This is a guest post by my friend and fellow Youthfront Staff Member Kurt Rietema, who is our Director of Justice Initiatives.
Preaching Peace
“For he himself is our peace, who has made the two groups one and has destroyed the barrier, the dividing wall of hostility, by setting aside in his flesh the law with its commands and regulations. His purpose was to create in himself one, new humanity out of the two, thus making peace, and in one body to reconcile both of them to God through the cross, by which he put to death their hostility. He came and preached peace to you who were far away and peace to those who were near.” Eph. 2:14-17
A little while later, Alejandro from next door showed up and I overheard their conversation. Armando told him, “You know Kurt and Emily, they’re from a different class, but you wouldn’t know it. They’re educated. They’ve got some money. But they’re here with us, you know? They’re not like other güeros. They could be living in other places among different people, but they’re here with us. That’s why I like them. They’re one of us.” It was a moment that validated our efforts of downward mobility. The immigrant experience is often marked by feelings of being unwanted, second-class, and perpetually catering to someone else’s desires. It’s lonely, alienating, isolating and anti-shalom. But here, Armando was seeing the temporary rules of the world suspended as together in our neighborhood we’ve put aside what divides us, we preach peace to one another, and taste a new kind of humanity.

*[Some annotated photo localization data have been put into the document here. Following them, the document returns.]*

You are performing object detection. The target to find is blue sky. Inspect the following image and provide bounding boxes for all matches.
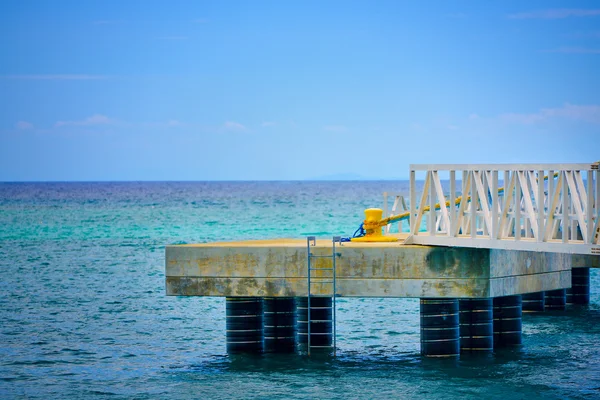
[1,1,599,181]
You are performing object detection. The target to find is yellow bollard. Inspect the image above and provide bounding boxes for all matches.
[351,208,398,242]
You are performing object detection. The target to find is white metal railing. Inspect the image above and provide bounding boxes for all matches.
[406,163,600,255]
[383,192,408,233]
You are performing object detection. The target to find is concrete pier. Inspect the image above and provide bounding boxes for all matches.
[522,292,545,312]
[166,239,573,299]
[263,297,296,353]
[165,239,598,356]
[493,295,522,347]
[420,299,460,357]
[226,297,263,353]
[545,289,566,310]
[459,299,493,353]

The week after Mike Brown was shot in Ferguson, Missouri, I was fixated on social media. The protests and marches had become about so much more than taking sides on Mike Brown’s presumed innocence or his guilt. It became the epicenter of racial pain in the US. On social media, I heard the pain and the raw emotion pour out, unedited from people of color in a way that I never had experienced before. And some of the most recurring, frustrated cries were the ones that wondered why their white brothers and sisters were so silent, echoing Dr. King’s Letter from a Birmingham Jail, a generation before. One reporter asked someone how he felt about Mike Brown’s death being a young, black man himself. His response cut right to the very alienation that was embedded and invisible within the question itself. “I don’t know, how do you feel about it as a human?” At their core, the marches and protests were about people of color looking for validation, emotional bids burdened by a desire to know they’re not alone. They wanted someone to acknowledge that their pain is real; to tell them they’re not crazy and that their frustration is not unwarranted. The Sunday after Mike Brown was shot, I called up a few friends and we went to Ferguson, not to take sides but to walk with them and tell them they weren’t alone.

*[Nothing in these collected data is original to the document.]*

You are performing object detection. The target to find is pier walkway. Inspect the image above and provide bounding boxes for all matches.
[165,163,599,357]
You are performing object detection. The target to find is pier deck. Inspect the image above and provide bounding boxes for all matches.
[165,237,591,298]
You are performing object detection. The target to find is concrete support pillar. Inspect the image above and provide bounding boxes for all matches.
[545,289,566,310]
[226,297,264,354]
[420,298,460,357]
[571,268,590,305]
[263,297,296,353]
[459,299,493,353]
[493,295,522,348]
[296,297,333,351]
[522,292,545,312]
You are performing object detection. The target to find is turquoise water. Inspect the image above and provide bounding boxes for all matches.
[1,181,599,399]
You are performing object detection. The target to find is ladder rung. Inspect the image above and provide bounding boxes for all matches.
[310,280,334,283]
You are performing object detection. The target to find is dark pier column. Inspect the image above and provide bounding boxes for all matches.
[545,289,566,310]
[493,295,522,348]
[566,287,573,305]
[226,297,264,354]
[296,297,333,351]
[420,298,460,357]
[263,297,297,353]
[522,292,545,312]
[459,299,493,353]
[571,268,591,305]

When we walked up Florissant Avenue for the first time, we were the ones who felt alone. It seemed the only other white people were either cops or the media. Soon, we stopped to talk to a few people—friends of the Brown family as it so happened. They welcomed us in and shared some of their stories. They found out we were from Kansas City and they thanked us for coming down and joining them. They took away our anxiety and displacement and, from their response, it seemed their sense of alienation subsided as well by standing with them. If only for a moment and if only among a handful of people, the normal dividing wall of hostility was set aside and we experienced the new humanity that Jesus came to bring.
A few months ago, Sarah Bessey, a Christian writer and blogger wrote a brave piece about how the world traffics in fear of the other and the unknown and how evil and hatred is propagated by fear. “Be afraid, the world tells us. And now, sadly, it seems many of our [Christian] media outlets and leaders are telling us the same thing. Be afraid. Be afraid of money, be afraid of losing “the fire”, be afraid of education, be afraid of theology, be afraid of growth and change...be afraid of the news, be afraid of Islam, be afraid of the President, be afraid of the UN, be afraid of immigrant children, be afraid of other churches, be afraid of the Pope, be afraid of socialism, be afraid of the government, be afraid of the world, be afraid be afraid be afraid.” Yet we know that there is no fear in love, forperfect love casts out fear. Throughout scripture, it seems that every angelic or divine encounter is prefaced by one message--don’t be afraid. And when Israel lived in terror in Egypt, they cried out andGod listened. When scared and helpless during the period of the judges, God didn’t abandon them. When living in fear under Roman occupation, God did not remain distant. Instead God took on flesh and moved into the neighborhood. When the world ran from the lepers, Jesus ran toward them. When the Jews flanked Samaria, Jesus cut through it. When the Temple cordoned off the Gentiles, Jesus took them for dinner. Do not be anxious about tomorrow and do not be afraid, says Jesus, for there is not one square inch of creation that is not mine.
God has given some to be apostles, some to be prophets, some to be evangelists, pastors and teachers. Sometimes I’m not sure if I fit any one of those categories as cleanly as I, or others, might like. But it seems that one constant message that God keeps surprising us with is that the world is not such a scary place after all. Preaching peace both to those whose life is very different from me and to those who are like me is one thing I can’t keep silent about. For it is Jesus who casted off fear like he casted off demons, showing the world for the first time what it means to truly be human, what it really means to live, what it really means to love. Without fear, one new humanity.